С такими же жалобами пришли и маслоторговцы, виноделы, продавцы ароматов. Последние сообщили, что за истекшее десятилетие продали ладана меньше, чем прежде продавали за год. И к христианам тут нет никаких претензий – что, впрочем, подчеркивали и остальные просители, – так как если не касаться вопроса о религии, христиане – вполне порядочные, трудолюбивые люди и налоги платят аккуратней многих. И если б они немного изменили свой ритуал, с тем, чтоб их вероисповедание шло на пользу хозяйству империи, многие согласились бы признать Христа равноправным с другими богами. При наличии доброй воли с обеих сторон можно было бы, пожалуй, найти приемлемое решение. Стеклозаводчики, например, не жалуются на христиан, так как получают от них заказы на изготовление кубков и стаканов, – правда, с обязательным изображением креста, барашка или рыбы – символов христианского суеверия.
Плотно сжав губы, император выслушал все жалобы, ни малейшим жестом не выражая ни возмущения, ни одобрения. Лишь увидев у ног своих правителя Александрии Гиероклия, он снял с себя обычную маску неподвижности.
– С чем пришел, Гиероклий? – спросил он милостиво, ибо любил своего наместника; это был энергичный служащий, способный держать в узде мировой город, всегда готовый взволноваться от малейшего дуновения.
– Я покорно приношу к стопам твоей божественности скованное по рукам и ногам христианство, – отвечал Гиероклий, выкладывая на ступени трона несколько пергаменных свитков.

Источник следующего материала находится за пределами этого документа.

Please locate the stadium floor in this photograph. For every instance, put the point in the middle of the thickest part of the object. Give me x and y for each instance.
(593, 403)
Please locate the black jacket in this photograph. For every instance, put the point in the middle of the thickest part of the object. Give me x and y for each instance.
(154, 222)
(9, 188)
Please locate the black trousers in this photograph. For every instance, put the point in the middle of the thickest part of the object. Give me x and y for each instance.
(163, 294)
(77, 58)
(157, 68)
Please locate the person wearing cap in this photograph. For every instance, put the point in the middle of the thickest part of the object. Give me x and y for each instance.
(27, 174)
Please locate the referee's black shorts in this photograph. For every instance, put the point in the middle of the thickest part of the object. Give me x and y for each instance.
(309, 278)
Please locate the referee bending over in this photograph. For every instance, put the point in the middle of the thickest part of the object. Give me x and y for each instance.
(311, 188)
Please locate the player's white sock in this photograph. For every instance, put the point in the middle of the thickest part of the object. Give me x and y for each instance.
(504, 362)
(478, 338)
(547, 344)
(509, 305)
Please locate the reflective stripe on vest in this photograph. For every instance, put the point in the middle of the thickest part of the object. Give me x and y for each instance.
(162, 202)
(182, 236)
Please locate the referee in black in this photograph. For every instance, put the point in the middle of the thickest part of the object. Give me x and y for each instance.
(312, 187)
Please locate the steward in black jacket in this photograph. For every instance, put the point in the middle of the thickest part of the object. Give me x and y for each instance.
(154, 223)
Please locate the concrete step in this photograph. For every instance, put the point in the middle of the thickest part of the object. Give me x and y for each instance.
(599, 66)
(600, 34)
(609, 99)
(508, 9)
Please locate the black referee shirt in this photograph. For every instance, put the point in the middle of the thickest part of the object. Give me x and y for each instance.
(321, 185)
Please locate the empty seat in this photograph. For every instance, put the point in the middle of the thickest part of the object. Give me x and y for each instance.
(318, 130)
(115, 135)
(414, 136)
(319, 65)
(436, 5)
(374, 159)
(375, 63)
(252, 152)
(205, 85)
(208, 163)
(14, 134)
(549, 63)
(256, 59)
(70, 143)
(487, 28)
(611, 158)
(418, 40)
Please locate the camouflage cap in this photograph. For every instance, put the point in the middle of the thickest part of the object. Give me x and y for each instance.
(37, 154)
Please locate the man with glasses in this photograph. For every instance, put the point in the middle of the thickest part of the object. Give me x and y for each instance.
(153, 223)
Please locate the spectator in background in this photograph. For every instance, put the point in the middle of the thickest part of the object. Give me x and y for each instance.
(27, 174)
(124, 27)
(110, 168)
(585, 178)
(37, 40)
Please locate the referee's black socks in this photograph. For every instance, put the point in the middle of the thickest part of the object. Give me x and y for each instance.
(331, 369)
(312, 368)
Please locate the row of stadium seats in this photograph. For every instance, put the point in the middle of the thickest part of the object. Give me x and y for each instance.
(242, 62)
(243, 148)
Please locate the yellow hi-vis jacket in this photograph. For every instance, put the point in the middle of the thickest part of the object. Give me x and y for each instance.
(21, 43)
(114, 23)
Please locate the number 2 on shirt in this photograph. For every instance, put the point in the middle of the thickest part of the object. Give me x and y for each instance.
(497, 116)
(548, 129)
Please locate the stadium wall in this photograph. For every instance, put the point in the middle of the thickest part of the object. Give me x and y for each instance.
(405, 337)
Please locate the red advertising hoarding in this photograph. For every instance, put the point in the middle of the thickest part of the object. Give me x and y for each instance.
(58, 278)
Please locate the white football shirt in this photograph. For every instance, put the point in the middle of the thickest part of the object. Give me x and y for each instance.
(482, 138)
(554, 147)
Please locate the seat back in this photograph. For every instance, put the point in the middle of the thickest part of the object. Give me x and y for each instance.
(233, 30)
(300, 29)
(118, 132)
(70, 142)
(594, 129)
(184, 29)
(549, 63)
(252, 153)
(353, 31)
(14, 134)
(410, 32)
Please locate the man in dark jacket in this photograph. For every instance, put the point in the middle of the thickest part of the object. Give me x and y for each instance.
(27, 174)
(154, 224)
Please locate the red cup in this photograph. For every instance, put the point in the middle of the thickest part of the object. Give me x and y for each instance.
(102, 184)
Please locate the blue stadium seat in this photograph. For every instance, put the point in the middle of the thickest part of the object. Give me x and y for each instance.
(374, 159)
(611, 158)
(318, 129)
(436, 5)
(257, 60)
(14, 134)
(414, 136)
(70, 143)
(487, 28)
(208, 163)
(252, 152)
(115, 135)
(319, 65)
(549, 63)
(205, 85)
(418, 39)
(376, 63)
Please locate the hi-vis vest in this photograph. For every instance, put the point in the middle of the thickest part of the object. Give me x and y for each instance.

Гиероклий, карийский грек, с умным лицом, принадлежал к тем благонамеренным, но немного ограниченным людям, которые видели, что старый мир разваливается, и добросовестно искали новую заплату, чтобы как-нибудь сохранить расползающуюся ткань. В молодости он был христианином, но ум чиновника, требующий во всем определенной системы, заставил его обнаружить в Евангелии противоречия, а чисто греческое спекулятивное мышление не позволило ему удовлетвориться параболами Христа. Веру в единого бога он считал вполне приемлемой, но христианский вариант ее казался ему слишком узким и непритязательным. Христианство могло еще отвечать потребностям питающихся луком да рыбой человеческих орд, для которых оно, собственно, и предназначалось; но для людей образованных такого рода религия не годилась. Вообще он находил все это учение слишком бедным для той изумительной организации, какой представлялась ему Римская империя, а потому считал христианство опасным и подлежащим замене другим, более совершенным философским построением, вобравшим в себя самую душу всех прочих верований. Поэтому он решил изучить разные философские направления, для чего Александрия, крупнейший рынок материальных, а также духовных ценностей тогдашнего мира, предоставляла наилучшие возможности. Он познакомился не только с теми, кто пытался перелить старое вино Платона и Пифагора в новые мехи, но изучил также тех, кто из цветов гомеровской поэзии старался выжать масло практической нравственности, и смешал все это со скверным вином вавилонских и египетских шарлатанов. Таким образом, ему удалось сколотить самую совершенную религиозную систему, какую только способен создать добросовестнейший государственный сановник, учитывающий все возможные точки зрения. Документы новой религии пользовались необычайным успехом среди рафинированных умов александрийской общественной жизни, чему в равной степени содействовали как официальный авторитет основоположника, так и искренняя жажда любого духовного напитка – только бы он не отдавал гнилью, как все прочие. Теперь, когда, судя по всему, пришел срок окончательной расправы с христианством, Гиероклий счел своевременным предоставить в распоряжение главы государства решающее оружие – плод своих многолетних изысканий. «Другом истины» назвал он свой труд, основные положения которого были изложены в принесенных императору свитках.
– Хорошо, – кивнул император, – мы ведь тоже всю жизнь стремились к истине, и потому, конечно, удостоим вниманием твои труды.
Мановением руки он приказал нотарию взять свитки. Но Гиероклий не удовлетворился обещанием императора, так как вообще больше доверял убедительной силе живого слова, нежели писаной букве. Ввиду важности и настоятельности предмета, он испросил позволения вкратце изложить существо своих предложений устно.